The City of Murray Human Rights Commission and community members deliberated revising the city’s human rights ordinance on Monday at the Robert O. Conference Center.
The commission uses its annual breakfast to engage community members in discussions on human rights issues in the community.
The human rights ordinance outlines the commission’s responsibilities and objectives.
The commission is working with the Kentucky Commission on Human Rights and other similar municipal ordinances to revise Murray’s statute, which has not been changed since Aug. 31, 1978.
The Human Rights commission’s purpose is to promote and secure mutual understanding and respect among all economic, social, religious, age-related, ethic and racial groups in the city, and act as conciliator in controversies involving intergroup and interracial relations.
The members of the commission are Mayor Bill Wells, Linda Cherry, retired public school teacher and city council member, Jim Frank, president-elect of retired teachers committee, Tung Dinh, owner of Quest Fitness Center and Connie Payne, Calloway County alternative school principal.

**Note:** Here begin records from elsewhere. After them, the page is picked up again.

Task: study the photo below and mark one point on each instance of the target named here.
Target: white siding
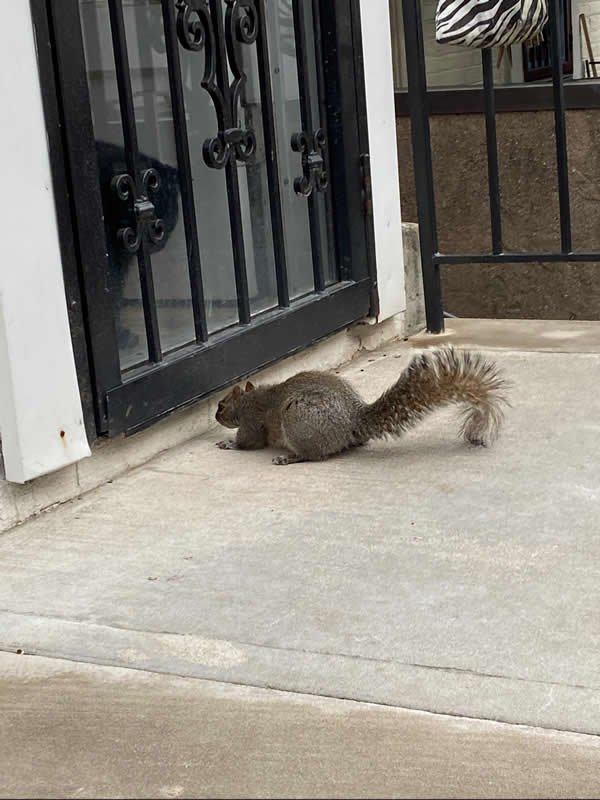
(40, 409)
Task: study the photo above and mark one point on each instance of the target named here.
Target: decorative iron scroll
(143, 211)
(196, 31)
(312, 148)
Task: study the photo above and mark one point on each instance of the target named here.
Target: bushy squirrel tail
(435, 379)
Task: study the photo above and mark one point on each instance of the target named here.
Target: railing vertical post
(560, 127)
(421, 142)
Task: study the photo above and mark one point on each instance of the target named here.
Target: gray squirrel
(314, 415)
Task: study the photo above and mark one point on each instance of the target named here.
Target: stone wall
(529, 212)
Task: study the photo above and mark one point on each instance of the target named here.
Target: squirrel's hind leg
(289, 459)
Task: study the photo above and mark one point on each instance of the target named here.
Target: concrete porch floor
(415, 574)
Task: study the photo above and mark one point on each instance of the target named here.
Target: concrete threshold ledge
(436, 688)
(517, 335)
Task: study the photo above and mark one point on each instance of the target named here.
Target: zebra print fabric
(489, 23)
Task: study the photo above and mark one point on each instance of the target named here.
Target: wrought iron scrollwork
(195, 28)
(196, 31)
(143, 211)
(312, 147)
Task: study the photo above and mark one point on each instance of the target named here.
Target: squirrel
(314, 415)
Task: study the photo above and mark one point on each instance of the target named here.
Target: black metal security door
(215, 162)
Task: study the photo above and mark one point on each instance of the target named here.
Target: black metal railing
(432, 258)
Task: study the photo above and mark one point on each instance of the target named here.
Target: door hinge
(366, 190)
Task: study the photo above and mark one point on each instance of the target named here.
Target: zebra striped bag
(489, 23)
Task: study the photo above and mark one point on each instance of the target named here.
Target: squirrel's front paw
(227, 444)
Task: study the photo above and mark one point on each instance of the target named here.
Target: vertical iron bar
(492, 149)
(560, 127)
(310, 122)
(231, 175)
(421, 142)
(264, 74)
(119, 41)
(185, 170)
(330, 245)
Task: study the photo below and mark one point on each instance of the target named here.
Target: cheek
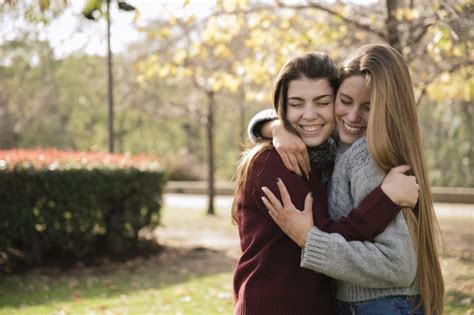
(291, 114)
(365, 117)
(328, 113)
(338, 110)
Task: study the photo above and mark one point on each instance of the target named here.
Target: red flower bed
(53, 159)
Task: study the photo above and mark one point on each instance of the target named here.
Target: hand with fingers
(293, 222)
(400, 188)
(291, 149)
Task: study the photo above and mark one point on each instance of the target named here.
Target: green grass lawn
(191, 275)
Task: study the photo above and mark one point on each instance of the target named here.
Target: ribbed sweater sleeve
(255, 124)
(369, 219)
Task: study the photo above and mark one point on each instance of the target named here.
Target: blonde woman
(378, 129)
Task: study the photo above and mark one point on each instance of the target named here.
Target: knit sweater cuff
(379, 206)
(315, 251)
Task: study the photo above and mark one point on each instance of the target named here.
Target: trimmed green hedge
(76, 212)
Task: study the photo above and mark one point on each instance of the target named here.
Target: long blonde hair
(312, 65)
(394, 138)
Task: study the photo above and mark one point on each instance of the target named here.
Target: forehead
(305, 87)
(355, 85)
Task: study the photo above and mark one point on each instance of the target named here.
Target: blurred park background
(104, 101)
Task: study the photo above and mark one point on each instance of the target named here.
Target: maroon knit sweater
(268, 279)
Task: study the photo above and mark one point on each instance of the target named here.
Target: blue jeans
(387, 305)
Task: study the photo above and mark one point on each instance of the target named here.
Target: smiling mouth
(352, 129)
(311, 128)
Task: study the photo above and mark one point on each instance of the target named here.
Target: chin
(313, 142)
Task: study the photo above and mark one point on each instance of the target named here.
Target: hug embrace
(332, 203)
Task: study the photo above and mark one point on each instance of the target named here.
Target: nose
(310, 113)
(354, 114)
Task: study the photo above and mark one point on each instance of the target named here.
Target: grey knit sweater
(363, 270)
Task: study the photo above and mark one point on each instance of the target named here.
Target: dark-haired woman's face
(310, 109)
(352, 109)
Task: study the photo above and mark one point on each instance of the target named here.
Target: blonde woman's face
(352, 109)
(310, 109)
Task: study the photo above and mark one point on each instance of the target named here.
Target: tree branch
(314, 5)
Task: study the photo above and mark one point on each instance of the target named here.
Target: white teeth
(312, 128)
(351, 129)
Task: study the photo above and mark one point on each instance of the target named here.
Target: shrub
(76, 204)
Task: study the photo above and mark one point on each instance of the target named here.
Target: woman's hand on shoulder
(293, 222)
(400, 188)
(291, 149)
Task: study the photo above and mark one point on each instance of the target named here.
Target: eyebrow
(314, 99)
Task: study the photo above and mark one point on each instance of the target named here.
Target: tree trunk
(392, 23)
(243, 122)
(210, 150)
(110, 84)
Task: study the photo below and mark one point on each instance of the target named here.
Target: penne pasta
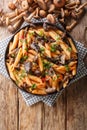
(35, 78)
(11, 72)
(42, 92)
(65, 48)
(28, 81)
(40, 61)
(18, 57)
(21, 37)
(15, 41)
(72, 45)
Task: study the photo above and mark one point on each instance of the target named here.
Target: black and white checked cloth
(49, 99)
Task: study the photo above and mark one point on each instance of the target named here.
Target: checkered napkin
(49, 99)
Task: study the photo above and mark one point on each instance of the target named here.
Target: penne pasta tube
(32, 52)
(60, 69)
(21, 37)
(48, 53)
(72, 63)
(18, 57)
(72, 45)
(11, 72)
(65, 83)
(43, 92)
(35, 78)
(74, 72)
(54, 81)
(10, 45)
(28, 81)
(15, 41)
(53, 34)
(24, 46)
(40, 63)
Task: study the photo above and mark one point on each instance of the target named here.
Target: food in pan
(41, 61)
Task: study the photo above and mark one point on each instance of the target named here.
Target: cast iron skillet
(57, 26)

Other members include Peggy Pitman-Munke, director of the social work program, Jody Cofer, academic program specialists and vice president of academic affairs and Brian Clardy, president of Black Student Council who are also members of the Murray State’s President’s Commission on Diversity and Inclusion.
Directly after the breakfast former chair of the commission, Sidney G. Carthell handed the mayor a letter of resignation effective immediately.
Carthell did not give a reason for resigning from the commission.
Clardy said amending the city’s human right’s mandate is a welcome change.
“There has been a whole of changes in the nation and the state and the world and definitely in the city of Murray,” he said. “How best do we bring the ordinance up to where we are? How do we bring it up to the point where we are addressing issues that weren’t necessarily issues in 1978? I see a lot of great opportunities for partnerships.”
Members of the commission also agreed they would like to have a designated student representative from the University attend their meetings.
Some of the lecture attendees included Mark Welch, director of community relations and public information, Bonnie Higginson, provost, Don Robertson, vice president of student affairs and Rev. Matthew Bradley, priest at St. Johns Episcopal Church.
Wells said the open conversation with the community will help further the improvement of the statute.
“We have turned a corner when it comes to the human rights for all citizens,” Wells said. “We are a historical city that has been modernized.”
Attendees expressed their concerns with bullying in the Calloway County Public Schools and the number of homeless people in Murray.
Pitman-Munke said there are parents driving their children to school so they do not have to worry about being bullied.
“I have seen quite a lot of bullying the school bus,” she said. “Apparently, nothing is happening to the bullies.”
She said there should be a zero tolerance policy for bullying implemented in the public schools.
One child being bullied in school is one too many, Wells said.
Bradley said there is a lack of someone to coordinate the resources that are available in this community for organizations to help the homeless and little help for homeless people who do not have children.
“I think it’s on of the needs that gets over looked in our community,” he said. “Until you are dealing with folks one on one who are dealing with the issue, it can be invisible.”
Monday evening the commission met for their regular meeting to further the discussion on the issues mentioned at the breakfast.
Jennifer Wilson, director of the Red Cross in Murray, attended the commissions meeting to discuss a partnership to help people affected by disaster in the community.
The council also discussed the possibility of having Tonia Casey, director of Needline, the local food bank, attend the next meeting to get a better understanding of the homeless population in Murray and what can be done to help.
Cofer said after the Human Rights Commission revises the mandate the Mayor will then take them to be approved by city council.
“The commission has got to put together some recommendations for the city rights ordinance,” he said. “I do want us to make our recommendations this year. Its just time and you have a mayor who wants to take it up.”